The journey home started with a pit stop at Pullman National Historic Site Pullman National Monument (U.S. National Park Service) (nps.gov) which was appropriate for the Labor Day holiday. The labor strike at the Pullman factory was a contributing factor to the founding of the holiday.  Today was the grand ribbon cutting ceremony to open up the park and visitors center. Lots of cops, NPS law enforcement rangers, and even a smattering of secret service agents couldn’t stop Dave from “sneaking” into the park. We were turned away from entering the park by a NPS LE ranger who said, “Sorry.  It’s closed unless you have a ticket.” Dave confidently responded that he has snuck into places with tighter security, which he has. This park was no match, Dave confidently walked up to the main gate, charmed the interpretive ranger, and was allowed into the park to wander around and look at the sights.

Next stop was to visit the another War of 1812 battlefield, River Raisin National Battlefield.  River Raisin National Battlefield Park (U.S. National Park Service) (nps.gov)   It was a good ending to the trip, considering we started the trip visiting  Perry’s Victory and International Peace monument,  Perry’s Victory & International Peace Memorial (U.S. National Park Service) (nps.gov)  another War of 1812 historic park.   Now it was time to just buckle down and hit the road. We had a late night stop for dinner at a Chinese restaurant.  Dave’s dinner came out and Kathy waited and waited for her meal. It arrived after Dave was finished and full. For once, Kathy was eating while Dave was waiting for her.  The next day saw us arrive home and visit with our kittens who didn’t seem to notice that we had been missing. It was still good to be home.
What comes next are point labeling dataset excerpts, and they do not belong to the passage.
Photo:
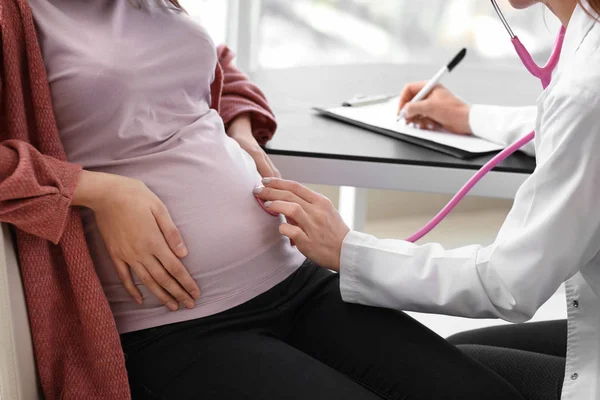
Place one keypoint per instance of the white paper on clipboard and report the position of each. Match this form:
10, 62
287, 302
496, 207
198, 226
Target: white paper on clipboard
383, 116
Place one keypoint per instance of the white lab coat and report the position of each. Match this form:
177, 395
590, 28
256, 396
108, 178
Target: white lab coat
551, 235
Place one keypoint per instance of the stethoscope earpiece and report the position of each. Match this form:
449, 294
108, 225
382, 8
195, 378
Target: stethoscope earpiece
503, 19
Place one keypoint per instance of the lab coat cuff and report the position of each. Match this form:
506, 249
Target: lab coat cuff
349, 268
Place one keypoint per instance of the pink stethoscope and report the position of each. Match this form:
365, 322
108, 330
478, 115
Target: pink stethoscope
545, 76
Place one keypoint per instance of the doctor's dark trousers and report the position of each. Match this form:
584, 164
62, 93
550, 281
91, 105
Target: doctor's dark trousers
300, 341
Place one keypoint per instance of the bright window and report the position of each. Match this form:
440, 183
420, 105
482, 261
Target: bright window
313, 32
212, 14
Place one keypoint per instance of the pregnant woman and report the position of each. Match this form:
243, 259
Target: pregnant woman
210, 301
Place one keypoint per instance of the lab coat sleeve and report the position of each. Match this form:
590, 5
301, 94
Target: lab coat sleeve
551, 232
503, 125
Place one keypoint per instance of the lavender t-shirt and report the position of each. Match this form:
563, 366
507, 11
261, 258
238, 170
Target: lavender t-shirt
131, 93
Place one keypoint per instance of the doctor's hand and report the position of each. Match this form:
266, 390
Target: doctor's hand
139, 236
441, 109
314, 225
240, 130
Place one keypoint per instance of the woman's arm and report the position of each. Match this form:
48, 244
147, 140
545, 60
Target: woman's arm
503, 125
35, 190
239, 96
36, 195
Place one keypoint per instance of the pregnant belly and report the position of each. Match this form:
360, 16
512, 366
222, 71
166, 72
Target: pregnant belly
233, 243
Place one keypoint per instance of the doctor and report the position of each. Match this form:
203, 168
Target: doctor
551, 236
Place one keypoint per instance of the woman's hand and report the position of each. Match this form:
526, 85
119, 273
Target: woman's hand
140, 236
241, 131
316, 227
441, 109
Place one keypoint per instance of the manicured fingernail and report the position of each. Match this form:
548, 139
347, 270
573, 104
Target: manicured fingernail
182, 249
189, 304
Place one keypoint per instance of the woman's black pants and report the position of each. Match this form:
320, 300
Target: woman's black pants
300, 341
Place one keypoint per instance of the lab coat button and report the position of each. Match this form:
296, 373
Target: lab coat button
574, 377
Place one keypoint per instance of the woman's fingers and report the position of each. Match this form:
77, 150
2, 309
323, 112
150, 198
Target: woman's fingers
124, 273
169, 230
299, 190
272, 194
294, 211
263, 165
148, 280
178, 271
164, 279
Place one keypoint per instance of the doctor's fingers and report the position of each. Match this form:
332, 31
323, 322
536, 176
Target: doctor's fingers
423, 109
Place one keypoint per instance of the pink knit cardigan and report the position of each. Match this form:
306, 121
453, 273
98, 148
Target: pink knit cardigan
76, 342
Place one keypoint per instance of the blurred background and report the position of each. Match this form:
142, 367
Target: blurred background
275, 34
294, 33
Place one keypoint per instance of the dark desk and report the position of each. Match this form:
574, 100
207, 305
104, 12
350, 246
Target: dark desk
313, 149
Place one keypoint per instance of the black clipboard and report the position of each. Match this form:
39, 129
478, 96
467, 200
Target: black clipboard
451, 151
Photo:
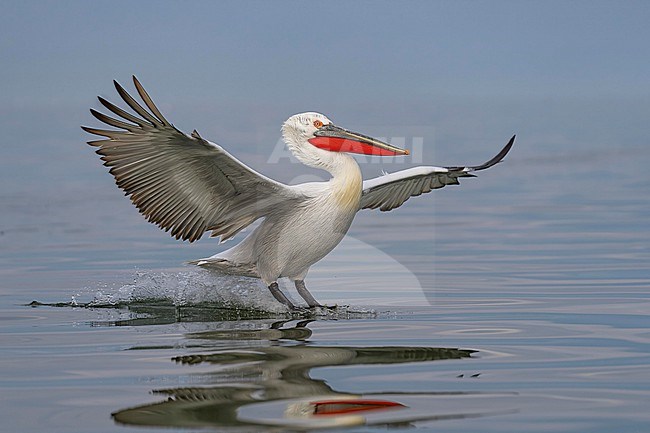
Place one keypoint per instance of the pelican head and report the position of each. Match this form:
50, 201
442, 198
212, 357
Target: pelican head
313, 138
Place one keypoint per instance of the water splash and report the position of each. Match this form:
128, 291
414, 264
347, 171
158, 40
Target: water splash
198, 294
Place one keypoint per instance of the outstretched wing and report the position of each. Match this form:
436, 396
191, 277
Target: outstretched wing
182, 183
391, 190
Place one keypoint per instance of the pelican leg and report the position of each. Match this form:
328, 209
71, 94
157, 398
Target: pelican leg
302, 291
277, 294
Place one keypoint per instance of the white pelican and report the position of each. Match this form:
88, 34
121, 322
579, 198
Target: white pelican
187, 185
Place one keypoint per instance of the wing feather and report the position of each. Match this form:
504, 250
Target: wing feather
183, 183
390, 191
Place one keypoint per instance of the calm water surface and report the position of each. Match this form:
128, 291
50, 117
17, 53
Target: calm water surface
516, 302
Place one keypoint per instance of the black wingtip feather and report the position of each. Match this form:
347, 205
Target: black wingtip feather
499, 156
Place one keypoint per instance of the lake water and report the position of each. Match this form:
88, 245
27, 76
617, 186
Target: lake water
518, 301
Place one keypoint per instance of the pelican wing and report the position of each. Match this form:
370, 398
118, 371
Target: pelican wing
184, 184
392, 190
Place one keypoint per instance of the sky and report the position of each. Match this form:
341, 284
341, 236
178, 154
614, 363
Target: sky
461, 76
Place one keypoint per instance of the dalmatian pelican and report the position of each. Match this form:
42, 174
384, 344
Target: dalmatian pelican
188, 185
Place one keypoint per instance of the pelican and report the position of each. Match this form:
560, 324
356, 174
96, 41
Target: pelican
188, 185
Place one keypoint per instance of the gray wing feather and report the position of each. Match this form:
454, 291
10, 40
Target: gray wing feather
184, 184
391, 190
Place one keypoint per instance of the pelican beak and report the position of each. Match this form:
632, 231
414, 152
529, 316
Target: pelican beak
335, 139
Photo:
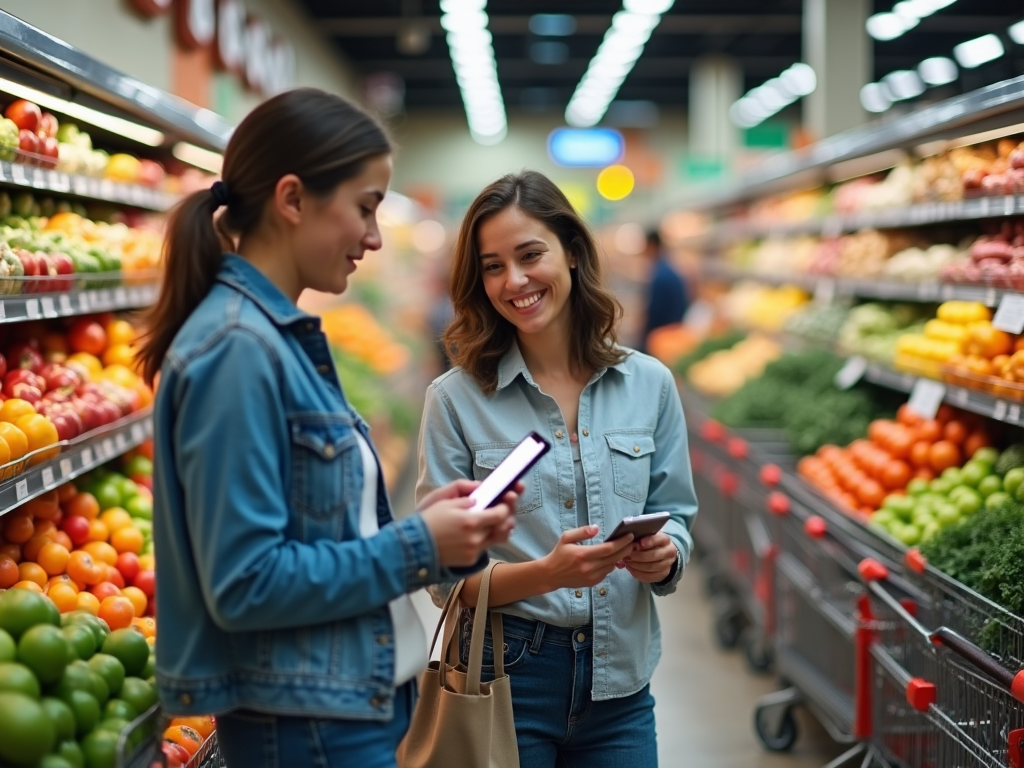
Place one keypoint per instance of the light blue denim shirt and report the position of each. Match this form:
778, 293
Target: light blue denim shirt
635, 461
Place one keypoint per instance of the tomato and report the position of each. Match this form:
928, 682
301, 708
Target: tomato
944, 455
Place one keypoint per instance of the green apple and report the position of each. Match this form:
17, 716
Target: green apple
1013, 480
991, 484
969, 503
996, 500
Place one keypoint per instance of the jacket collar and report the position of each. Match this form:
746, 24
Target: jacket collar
512, 365
246, 279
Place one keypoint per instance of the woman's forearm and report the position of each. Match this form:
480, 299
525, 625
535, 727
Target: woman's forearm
509, 583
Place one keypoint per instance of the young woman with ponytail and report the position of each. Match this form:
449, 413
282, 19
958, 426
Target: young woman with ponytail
284, 578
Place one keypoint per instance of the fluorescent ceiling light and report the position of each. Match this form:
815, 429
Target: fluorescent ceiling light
197, 156
141, 133
875, 97
938, 71
623, 45
1017, 33
978, 51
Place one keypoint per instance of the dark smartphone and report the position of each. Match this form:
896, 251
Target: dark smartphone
511, 469
640, 525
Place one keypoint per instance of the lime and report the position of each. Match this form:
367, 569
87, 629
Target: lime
8, 649
16, 678
85, 709
99, 687
100, 749
118, 710
130, 648
44, 649
26, 732
61, 717
111, 670
72, 753
138, 693
22, 609
82, 640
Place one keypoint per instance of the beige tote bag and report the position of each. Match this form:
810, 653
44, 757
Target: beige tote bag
459, 721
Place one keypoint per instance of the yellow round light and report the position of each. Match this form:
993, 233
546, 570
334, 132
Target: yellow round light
614, 182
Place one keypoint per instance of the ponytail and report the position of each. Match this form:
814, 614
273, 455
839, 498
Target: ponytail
193, 254
320, 137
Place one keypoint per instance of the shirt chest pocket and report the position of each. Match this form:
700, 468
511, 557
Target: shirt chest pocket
484, 461
631, 452
327, 466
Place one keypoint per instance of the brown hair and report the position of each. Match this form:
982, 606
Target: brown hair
478, 336
320, 137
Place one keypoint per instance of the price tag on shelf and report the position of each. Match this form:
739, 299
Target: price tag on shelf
851, 373
926, 397
1010, 315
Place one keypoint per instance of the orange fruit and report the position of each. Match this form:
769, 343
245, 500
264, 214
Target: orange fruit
88, 602
137, 598
31, 571
53, 558
64, 596
117, 611
128, 540
84, 505
101, 551
14, 409
98, 531
184, 736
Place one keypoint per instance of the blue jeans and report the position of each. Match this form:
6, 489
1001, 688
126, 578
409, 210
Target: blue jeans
252, 739
558, 725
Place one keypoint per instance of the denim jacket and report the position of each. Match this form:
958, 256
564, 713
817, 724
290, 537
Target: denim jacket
268, 598
635, 460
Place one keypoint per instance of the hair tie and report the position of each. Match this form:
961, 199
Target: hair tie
219, 195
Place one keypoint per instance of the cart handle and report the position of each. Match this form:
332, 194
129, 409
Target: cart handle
873, 572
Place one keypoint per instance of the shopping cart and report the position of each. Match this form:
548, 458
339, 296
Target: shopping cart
941, 700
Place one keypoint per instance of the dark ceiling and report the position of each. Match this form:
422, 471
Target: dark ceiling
763, 35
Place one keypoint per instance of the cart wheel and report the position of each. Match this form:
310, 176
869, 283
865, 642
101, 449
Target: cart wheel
778, 736
757, 649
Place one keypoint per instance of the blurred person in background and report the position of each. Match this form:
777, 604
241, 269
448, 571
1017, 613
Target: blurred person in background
534, 341
668, 298
284, 577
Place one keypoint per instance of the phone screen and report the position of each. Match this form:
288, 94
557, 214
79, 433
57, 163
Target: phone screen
511, 469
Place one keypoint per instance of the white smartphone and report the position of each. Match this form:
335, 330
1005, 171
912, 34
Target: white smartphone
512, 467
640, 525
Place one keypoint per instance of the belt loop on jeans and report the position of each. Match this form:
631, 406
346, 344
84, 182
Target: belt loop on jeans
535, 644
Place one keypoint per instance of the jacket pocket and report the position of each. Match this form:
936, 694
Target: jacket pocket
631, 452
486, 458
326, 463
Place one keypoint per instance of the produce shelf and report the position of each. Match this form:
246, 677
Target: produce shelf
77, 457
867, 289
58, 182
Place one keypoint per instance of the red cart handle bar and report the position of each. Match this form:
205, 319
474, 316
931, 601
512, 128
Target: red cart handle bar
873, 572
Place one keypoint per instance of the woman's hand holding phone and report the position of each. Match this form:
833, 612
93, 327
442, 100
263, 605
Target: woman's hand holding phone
460, 534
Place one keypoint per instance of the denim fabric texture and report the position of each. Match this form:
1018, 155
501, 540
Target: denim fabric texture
268, 599
635, 460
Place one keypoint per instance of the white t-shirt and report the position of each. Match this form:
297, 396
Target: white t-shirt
410, 637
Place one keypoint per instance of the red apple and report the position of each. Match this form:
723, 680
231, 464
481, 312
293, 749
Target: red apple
26, 115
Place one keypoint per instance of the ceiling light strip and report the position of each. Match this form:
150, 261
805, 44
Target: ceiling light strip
623, 44
472, 53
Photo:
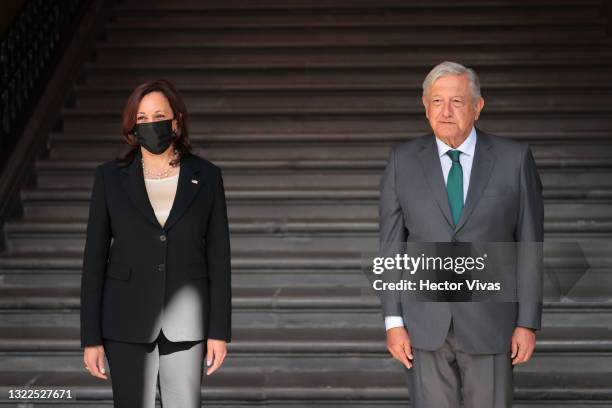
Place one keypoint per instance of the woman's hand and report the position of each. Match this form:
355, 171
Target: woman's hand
216, 352
93, 357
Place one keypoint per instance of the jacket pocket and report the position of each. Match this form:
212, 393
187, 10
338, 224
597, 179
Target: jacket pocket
118, 271
197, 270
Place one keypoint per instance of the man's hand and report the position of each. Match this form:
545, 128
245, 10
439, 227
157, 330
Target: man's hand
216, 352
523, 344
93, 358
398, 344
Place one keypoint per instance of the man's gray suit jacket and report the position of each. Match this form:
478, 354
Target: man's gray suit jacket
504, 204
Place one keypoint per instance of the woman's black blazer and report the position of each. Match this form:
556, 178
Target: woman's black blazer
149, 277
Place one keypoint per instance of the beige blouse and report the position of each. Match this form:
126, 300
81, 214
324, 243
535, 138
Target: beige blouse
161, 194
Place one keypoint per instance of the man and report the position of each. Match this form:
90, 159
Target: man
462, 184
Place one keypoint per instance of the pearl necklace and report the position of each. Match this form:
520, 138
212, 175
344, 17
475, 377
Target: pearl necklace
163, 174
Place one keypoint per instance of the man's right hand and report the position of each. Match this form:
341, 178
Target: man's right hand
398, 344
93, 357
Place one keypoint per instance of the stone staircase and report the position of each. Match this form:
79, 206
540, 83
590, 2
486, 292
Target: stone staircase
299, 103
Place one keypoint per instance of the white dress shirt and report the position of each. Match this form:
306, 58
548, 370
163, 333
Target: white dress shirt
161, 194
465, 158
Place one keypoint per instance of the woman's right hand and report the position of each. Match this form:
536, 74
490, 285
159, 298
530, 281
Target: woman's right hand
93, 357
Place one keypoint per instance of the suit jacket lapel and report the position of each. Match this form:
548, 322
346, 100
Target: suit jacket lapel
482, 167
134, 185
430, 161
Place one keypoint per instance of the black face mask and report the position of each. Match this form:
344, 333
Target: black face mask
155, 136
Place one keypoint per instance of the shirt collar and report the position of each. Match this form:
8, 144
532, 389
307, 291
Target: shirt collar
467, 147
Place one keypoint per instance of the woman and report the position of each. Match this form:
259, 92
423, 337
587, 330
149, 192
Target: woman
151, 298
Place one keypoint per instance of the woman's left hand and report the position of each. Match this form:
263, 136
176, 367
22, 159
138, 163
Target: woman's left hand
216, 352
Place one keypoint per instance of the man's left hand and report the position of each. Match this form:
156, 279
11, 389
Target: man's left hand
216, 352
523, 344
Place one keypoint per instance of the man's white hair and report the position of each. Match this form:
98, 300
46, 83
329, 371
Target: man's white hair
452, 68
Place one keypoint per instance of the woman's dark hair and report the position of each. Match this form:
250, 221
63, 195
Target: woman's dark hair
181, 142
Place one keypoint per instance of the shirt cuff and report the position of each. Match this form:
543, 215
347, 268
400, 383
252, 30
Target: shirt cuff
393, 321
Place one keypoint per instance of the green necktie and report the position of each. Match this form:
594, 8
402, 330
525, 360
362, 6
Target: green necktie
454, 185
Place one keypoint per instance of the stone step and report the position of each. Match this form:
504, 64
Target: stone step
294, 350
106, 147
577, 264
359, 68
286, 232
323, 174
93, 98
344, 121
324, 390
295, 306
355, 17
184, 36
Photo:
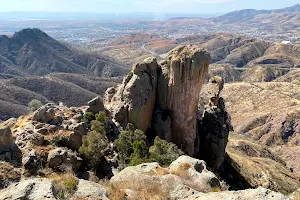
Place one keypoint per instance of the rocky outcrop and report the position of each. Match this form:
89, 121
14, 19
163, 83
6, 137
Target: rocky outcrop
95, 105
44, 114
213, 126
5, 139
184, 177
163, 97
62, 156
133, 101
251, 194
31, 189
89, 191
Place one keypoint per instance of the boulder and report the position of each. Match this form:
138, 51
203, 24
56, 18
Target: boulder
62, 156
184, 177
44, 114
89, 191
30, 189
133, 101
213, 126
162, 97
179, 85
6, 139
95, 105
250, 194
56, 157
30, 161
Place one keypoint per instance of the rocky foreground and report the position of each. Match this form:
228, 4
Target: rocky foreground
59, 152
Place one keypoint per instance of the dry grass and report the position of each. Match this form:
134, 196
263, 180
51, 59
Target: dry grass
146, 190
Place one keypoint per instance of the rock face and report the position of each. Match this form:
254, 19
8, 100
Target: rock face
251, 194
163, 97
134, 100
5, 138
31, 189
95, 105
44, 114
213, 126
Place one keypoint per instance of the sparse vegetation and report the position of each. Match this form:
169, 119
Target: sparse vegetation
34, 104
64, 185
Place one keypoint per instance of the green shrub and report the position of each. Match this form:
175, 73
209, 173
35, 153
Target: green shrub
163, 152
34, 104
94, 144
124, 143
88, 117
140, 153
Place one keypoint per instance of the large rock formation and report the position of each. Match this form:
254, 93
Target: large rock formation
213, 126
179, 85
163, 97
133, 101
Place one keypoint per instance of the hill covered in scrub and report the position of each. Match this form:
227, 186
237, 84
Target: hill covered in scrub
146, 140
31, 52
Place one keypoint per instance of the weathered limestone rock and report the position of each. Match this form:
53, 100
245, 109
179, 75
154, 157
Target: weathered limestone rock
44, 114
59, 156
31, 189
134, 100
179, 85
89, 191
213, 127
185, 176
251, 194
30, 161
95, 105
5, 138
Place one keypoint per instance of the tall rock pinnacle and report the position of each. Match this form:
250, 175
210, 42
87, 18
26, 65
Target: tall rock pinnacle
163, 97
179, 85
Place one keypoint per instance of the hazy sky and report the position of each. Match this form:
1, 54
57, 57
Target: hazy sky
122, 6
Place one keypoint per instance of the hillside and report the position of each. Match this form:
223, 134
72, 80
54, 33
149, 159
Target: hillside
31, 52
70, 89
244, 16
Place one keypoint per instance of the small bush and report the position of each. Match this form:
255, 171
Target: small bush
34, 104
140, 153
88, 117
93, 148
163, 152
125, 142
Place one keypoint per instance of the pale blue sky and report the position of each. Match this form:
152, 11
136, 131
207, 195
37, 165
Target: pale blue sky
125, 6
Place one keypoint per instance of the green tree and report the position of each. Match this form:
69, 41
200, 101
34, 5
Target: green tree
88, 117
124, 143
140, 153
164, 152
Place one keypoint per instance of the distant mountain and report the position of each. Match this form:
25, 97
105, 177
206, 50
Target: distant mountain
32, 52
248, 14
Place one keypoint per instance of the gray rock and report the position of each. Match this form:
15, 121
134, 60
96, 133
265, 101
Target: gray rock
63, 156
30, 161
89, 191
213, 127
30, 189
56, 157
250, 194
44, 114
30, 136
80, 128
95, 105
72, 141
5, 139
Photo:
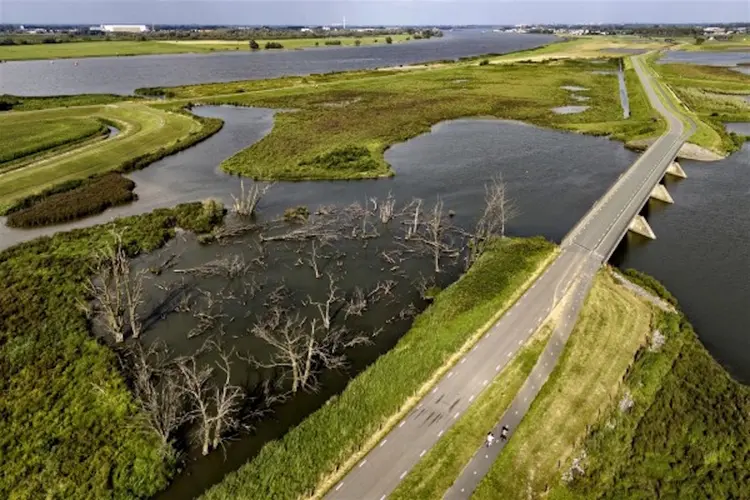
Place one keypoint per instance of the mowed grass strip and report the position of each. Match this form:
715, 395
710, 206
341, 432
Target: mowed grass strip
42, 135
375, 112
326, 443
144, 130
435, 473
613, 324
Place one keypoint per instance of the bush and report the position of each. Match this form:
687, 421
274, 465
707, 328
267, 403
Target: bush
355, 158
291, 467
90, 197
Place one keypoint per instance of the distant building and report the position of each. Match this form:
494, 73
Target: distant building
123, 28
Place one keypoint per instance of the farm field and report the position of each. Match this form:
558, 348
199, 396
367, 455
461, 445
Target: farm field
74, 50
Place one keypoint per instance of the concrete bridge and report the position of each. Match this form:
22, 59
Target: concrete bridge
561, 288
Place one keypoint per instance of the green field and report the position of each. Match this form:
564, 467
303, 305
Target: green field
325, 445
712, 96
613, 324
434, 473
40, 136
70, 428
73, 50
370, 111
144, 130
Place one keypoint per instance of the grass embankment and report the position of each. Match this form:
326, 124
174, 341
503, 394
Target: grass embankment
326, 442
435, 473
69, 426
686, 435
149, 47
358, 117
147, 134
714, 96
22, 103
612, 325
42, 136
91, 197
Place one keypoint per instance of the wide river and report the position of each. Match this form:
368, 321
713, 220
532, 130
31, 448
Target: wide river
122, 75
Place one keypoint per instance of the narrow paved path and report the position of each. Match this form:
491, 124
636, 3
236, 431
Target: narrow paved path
587, 246
482, 461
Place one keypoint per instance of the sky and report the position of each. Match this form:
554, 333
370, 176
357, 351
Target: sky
375, 12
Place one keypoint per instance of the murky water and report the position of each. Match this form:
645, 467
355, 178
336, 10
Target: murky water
122, 75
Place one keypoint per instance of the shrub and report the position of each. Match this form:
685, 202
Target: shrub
90, 197
355, 158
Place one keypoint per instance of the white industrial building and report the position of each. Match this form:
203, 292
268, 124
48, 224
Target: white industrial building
121, 28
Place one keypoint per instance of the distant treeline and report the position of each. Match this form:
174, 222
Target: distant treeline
84, 35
Last full day in the USA 01/13/2020

Today was a day for saying goodbyes. A big hug for Jill and Shea, Kathy cried, Jill cried. The apple did not fall far from the tree.

Our next stop after breakfast and a shower is Fort Rosecrans National Cemetery where we honored the soldiers who gave so much. The lines of gravestones were a solemn reminder of how many sacrificed so much so that we can be free to travel the world. https://www.cem.va.gov/cems/nchp/ftrosecrans.asp

Next stop was Cabrillo National Monument honoring one of the first Europeans to step foot in California. The views were amazing!! They had a lighthouse!!!! Kathy is a sucker for lighthouses, so this made her day. We hiked around the monument and looked for whales and watched the boats float by below us. We then drove down to the tidepools where we saw an abundance of sea birds dodging the waves that tried to displace them from the rocks. https://www.nps.gov/cabr/index.htm

Last part of the day was spent walking Old Town San Diego where we had a lovely dinner before coming back to get settled in for the night.

We will catch up with y’all when we get settled In New Zealand.